RAI is scheduled for Friday the 13th (March)

The wheels are in motion for my radioactive iodine treatment. It will be scheduled for Friday the 13th, in March. And, I don't even consider it bad luck. In fact, I set the date. Not because it is Friday the 13th. The date has no significance to me other than it is before a week long vacation and I'm trying not to miss any work.

I dread the 2 week and 2 days of low iodine diet. However...I received some really great news last week. My endocrinologist, whom I absolutely love, is going to let me keep taking my Levoxyl and I will be getting Thyrogen injections two days before the treatment and the day before the treatment. This is great news because I don't have to get hypothyroid. I can be functional! The Thyrogen will basically stimulate the remaining thyroid tissue to take up the iodine.

I realize there are a couple of schools of thought about this versus the conventional way of coming off of your medication and becoming hypothyroid. I feel confident in my doctor's opinion. I have researched it and asked him the questions I wanted and he answered all of them to my satisfaction.

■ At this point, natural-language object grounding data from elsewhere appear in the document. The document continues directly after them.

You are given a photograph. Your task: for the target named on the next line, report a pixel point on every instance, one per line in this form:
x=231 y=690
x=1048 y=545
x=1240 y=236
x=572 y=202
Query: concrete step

I hope this isn't just the honeymoon phase of my relationship with my endocrinologist. But, I really really like him. And, I'm so happy about that. I've heard more horror stories of how patients don't trust their endocrinologists and don't feel as though they are being treated properly.

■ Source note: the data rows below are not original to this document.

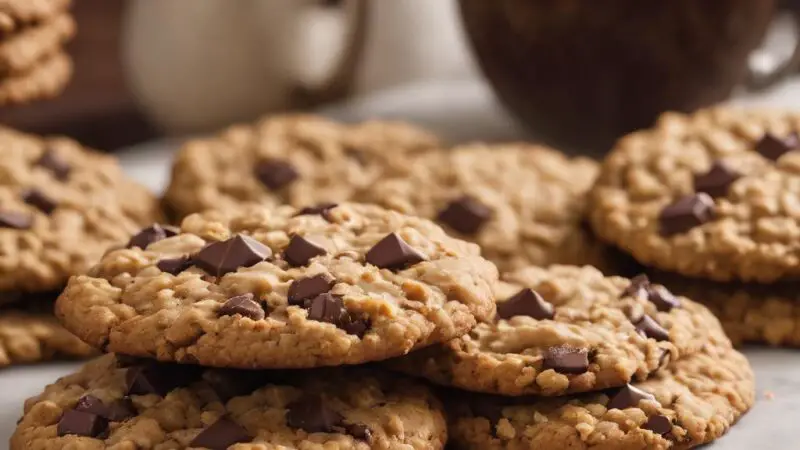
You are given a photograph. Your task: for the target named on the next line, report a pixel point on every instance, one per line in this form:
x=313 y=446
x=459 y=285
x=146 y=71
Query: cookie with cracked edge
x=279 y=288
x=44 y=80
x=523 y=204
x=61 y=207
x=104 y=405
x=16 y=15
x=711 y=195
x=22 y=51
x=568 y=329
x=693 y=402
x=299 y=160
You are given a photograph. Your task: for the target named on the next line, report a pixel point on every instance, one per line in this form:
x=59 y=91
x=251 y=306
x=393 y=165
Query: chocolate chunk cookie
x=522 y=204
x=61 y=207
x=710 y=195
x=295 y=159
x=284 y=288
x=149 y=405
x=569 y=329
x=694 y=401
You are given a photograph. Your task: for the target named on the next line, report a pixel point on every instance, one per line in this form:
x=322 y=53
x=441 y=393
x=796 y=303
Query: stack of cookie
x=61 y=206
x=33 y=63
x=708 y=203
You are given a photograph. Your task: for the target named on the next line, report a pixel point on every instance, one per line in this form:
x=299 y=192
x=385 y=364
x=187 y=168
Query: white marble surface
x=466 y=111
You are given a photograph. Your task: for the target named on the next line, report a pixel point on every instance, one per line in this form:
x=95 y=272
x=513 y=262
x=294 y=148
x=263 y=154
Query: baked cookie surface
x=283 y=288
x=292 y=159
x=523 y=204
x=692 y=402
x=62 y=207
x=711 y=195
x=158 y=406
x=569 y=329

I'm actually in awe of how well things seem to be going for me. I love my surgeon, I had a great operation, I can't believe how well I was treated in the hospital (Vanderbilt), I have had a really good recovery thus far, and I am really pleased with my endocrinologist. However, if I begin to write in a few weeks that I really love this new low iodine diet and I think I'll probably adopt it as a new way of life...future note to self: Have head examined immediately.